Your pharmacy benefit manager is charging you $800 for a drug. They're paying the pharmacy $200 for it. They're keeping the $600 difference. It's called spread pricing. It's legal. It's in your contract. And most employers have no idea it's happening.
How It Works
PBMs sit between your health plan and the pharmacy. They negotiate what they pay pharmacies for drugs. They separately negotiate what they charge you. The spread between those two numbers is profit — and in traditional PBM contracts, there's no requirement to disclose it, pass it through, or explain it.

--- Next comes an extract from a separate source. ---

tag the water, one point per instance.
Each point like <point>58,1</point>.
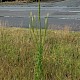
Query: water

You can't audit it. You can't see it in your reporting. You're just paying it.
Why It's Still Legal
The FTC has called this out. Several states have moved to ban spread pricing for Medicaid plans. The commercial employer market hasn't caught up yet — which means if you're self-funded and on a traditional PBM contract, you're almost certainly subsidizing this model right now.
"You can't audit it. You can't see it in your reporting. You're just paying it."
The Fix Is Structural, Not Negotiated
You don't fix spread pricing by asking nicely for a better deal. You fix it by changing the contract type entirely. You need a pass-through PBM contract — one where:
- The PBM charges a flat, disclosed administrative fee.
- 100% of drug costs and rebates pass directly to you.
- What the pharmacy gets paid is what you get charged. No spread.
- You have full audit rights on ingredient costs.
No black box. No mystery markup. No surprise spread on your top-50 spend drugs.
Does your PBM contract include audit rights on ingredient costs and spread?
If the answer is anything other than a clean "yes" — you're on the hook for a number you can't see.